Local people in the nationalist districts which directly face the site have been forced to endure a steady stream of sectarian abuse from the loyalist gang who can see into the New Lodge from the top of the pyre.

Residents also say that the playing of loud loyalist and rave music around the site is keeping them awake at night. One local man, who did not want to be identified, said people are frightened.

“People say ‘it’s only for the Eleventh’, but it’s not, the minute they start collecting for wood, that’s when things totally change.”

He said bricks and bottles are regularly launched over the peace wall forcing people to remain indoors and to park their cars away fron the target zone.

Children have been terrified. A mother-of-three explained that her children are unable to use the front door of their home in case they are attacked by loyalist missile throwers or verbally abused.

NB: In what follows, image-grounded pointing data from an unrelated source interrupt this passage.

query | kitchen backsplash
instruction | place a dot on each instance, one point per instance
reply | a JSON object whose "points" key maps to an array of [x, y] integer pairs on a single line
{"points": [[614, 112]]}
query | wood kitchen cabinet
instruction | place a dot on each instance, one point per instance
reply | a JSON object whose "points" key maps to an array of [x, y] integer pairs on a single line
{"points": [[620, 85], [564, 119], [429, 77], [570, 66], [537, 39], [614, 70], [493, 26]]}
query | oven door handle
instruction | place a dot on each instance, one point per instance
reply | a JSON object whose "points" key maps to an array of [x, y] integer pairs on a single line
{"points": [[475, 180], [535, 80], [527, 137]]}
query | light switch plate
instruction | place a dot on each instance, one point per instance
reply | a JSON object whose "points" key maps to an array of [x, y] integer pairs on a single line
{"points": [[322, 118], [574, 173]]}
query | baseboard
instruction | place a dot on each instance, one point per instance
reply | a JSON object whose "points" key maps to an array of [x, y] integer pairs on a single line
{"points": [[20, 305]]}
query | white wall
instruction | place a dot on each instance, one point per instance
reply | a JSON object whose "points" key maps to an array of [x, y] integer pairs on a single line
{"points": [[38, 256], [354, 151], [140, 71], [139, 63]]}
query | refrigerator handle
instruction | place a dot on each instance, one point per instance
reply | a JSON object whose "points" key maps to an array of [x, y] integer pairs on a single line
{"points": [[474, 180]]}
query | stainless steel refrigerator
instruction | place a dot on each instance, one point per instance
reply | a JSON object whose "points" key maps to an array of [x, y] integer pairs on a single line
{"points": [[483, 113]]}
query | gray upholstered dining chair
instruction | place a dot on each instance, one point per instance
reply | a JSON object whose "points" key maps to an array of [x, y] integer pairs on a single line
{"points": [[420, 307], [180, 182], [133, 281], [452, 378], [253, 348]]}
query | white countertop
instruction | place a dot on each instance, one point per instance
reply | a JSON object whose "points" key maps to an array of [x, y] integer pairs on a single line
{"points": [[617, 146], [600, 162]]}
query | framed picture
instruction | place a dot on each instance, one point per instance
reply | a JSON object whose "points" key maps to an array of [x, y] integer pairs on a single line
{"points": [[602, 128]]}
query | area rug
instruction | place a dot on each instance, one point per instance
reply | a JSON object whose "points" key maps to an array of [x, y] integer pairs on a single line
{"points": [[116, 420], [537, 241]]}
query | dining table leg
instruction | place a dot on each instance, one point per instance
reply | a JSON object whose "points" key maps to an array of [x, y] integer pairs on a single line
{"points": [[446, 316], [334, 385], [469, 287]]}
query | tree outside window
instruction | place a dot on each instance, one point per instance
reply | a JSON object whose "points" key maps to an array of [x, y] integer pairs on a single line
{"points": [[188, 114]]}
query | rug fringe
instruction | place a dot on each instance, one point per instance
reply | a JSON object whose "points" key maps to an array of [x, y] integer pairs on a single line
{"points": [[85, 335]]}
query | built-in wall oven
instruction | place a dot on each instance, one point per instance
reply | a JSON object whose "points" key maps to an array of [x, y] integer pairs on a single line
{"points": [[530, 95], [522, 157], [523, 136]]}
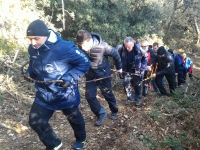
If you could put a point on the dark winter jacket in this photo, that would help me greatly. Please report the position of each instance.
(98, 56)
(165, 64)
(139, 59)
(151, 56)
(57, 59)
(178, 63)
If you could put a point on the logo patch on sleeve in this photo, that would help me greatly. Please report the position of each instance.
(49, 68)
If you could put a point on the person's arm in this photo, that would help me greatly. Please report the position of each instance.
(80, 63)
(30, 70)
(112, 52)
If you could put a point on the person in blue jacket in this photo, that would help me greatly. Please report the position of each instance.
(134, 63)
(52, 58)
(98, 52)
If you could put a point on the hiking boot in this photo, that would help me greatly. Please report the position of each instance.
(138, 103)
(113, 116)
(78, 145)
(100, 119)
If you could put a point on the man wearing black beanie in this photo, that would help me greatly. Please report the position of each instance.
(52, 58)
(165, 68)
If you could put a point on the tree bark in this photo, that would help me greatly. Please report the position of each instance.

“My wee girl asked be the other day ‘what is a Fenian’,” she said. Some residents have reverted to 1980s style metal constructions to protect their families.

Stormont’s Deputy First Minister Michelle O’Neill said the situation with policing the bonfire should not have reached the courts.

“The PSNI should move in to remove the bonfire. Bonfires are not a celebration of culture and they should not be put into an interface area that heightens tensions and causes bother.”

She said: “It is very clear, I don’t think there is anywhere you would go in any civilised society would you see a situation where residents feel hemmed in or you would see a situation where people actually have cages on the back of their homes to protect their families and to protect their property.

“I don’t think that is an acceptable situation and I don’t think it is tolerable.”

Ms O’Neill added: “I would encourage all those in political leadership to ensure that they do all they can to dial down the tension, that we encourage communities to work together.

“There is no space for bonfires to be on interface areas. So I think our priority in the coming days has to be around the protection of lives, people’s safety, the protection of people’s property, and it has to be about dialling down that tension.

“As one lady put it, she feels hemmed in and that has been her experience every year for as long as she’s lived here and I don’t think that’s acceptable, so more must be done and political leadership needs to kick in.”

Court proceedings were issued on behalf of a woman whose home in the New Lodge is just across the peace line from the bonfire location.

Barrister Sean Devine told the court: “What the police have decided is that one side of the community represents a greater threat than the other, therefore their wishes and demands are going to hold sway.”

He stressed the case was not just about getting the bonfire shifted and that the “substance of this case is to do with the inhumane way in which my client and her neighbours have had to live”.

The PSNI claimed they had intelligence that a riot was planned if the bonfire was removed which could cause injury to those present.

Neasa Murnaghan QC, representing two Stormont departments, argued that the PSNI were effectively supporting the loyalist tactic of using a “human shield” for their bonfire.

But the PSNI argument was enough for Justice Horner, who refused to make an interim order directing the force to support the removal of the bonfire, which he said would be “a greater risk of injustice”.